The USD/JPY pair extended its consolidative price action and is currently placed at the top end of a narrow trading range, just below the 111.00 handle.

News that China will hold a fresh round of trade talks with the US offered some hopes over the resolution of trade conflicts between the world's two largest economies. 

The headlines prompted some risk-on trade and weighed on the Japanese Yen's safe-haven appeal, with the pair finding decent support near the 110.45 region.

Bulls also took cues from resurgent US Treasury bond yields, albeit a modest US Dollar profit-taking slide did little to provide any further bullish impetus and kept a lid on any further up-move, at least for the time being.

Investors also seemed to maintain a cautious stance and thus refrained from placing any aggressive bullish bets, which further collaborated to the pair's subdued price action through the mid-European session on Wednesday.

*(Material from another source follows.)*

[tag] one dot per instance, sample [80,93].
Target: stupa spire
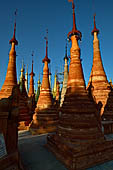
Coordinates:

Traders now look forward to the second-tier US economic docket - featuring the release of housing market data, Philly Fed Manufacturing Index and the usual initial weekly jobless claims, in order to grab some short-term opportunities.

Technical Analysis

The range-bound price action now seems to constitute towards forming a rectangular pattern on the 30-min chart. A convincing break through the mentioned trading range, leading to a subsequent move beyond 50-day SMA hurdle near the 111.00 handle should assist the pair to continue with its recovery trend.

Above the mentioned barrier, the pair is likely to surpass the 111.15 supply zone and head towards testing overnight swing high resistance, around the 111.45 region.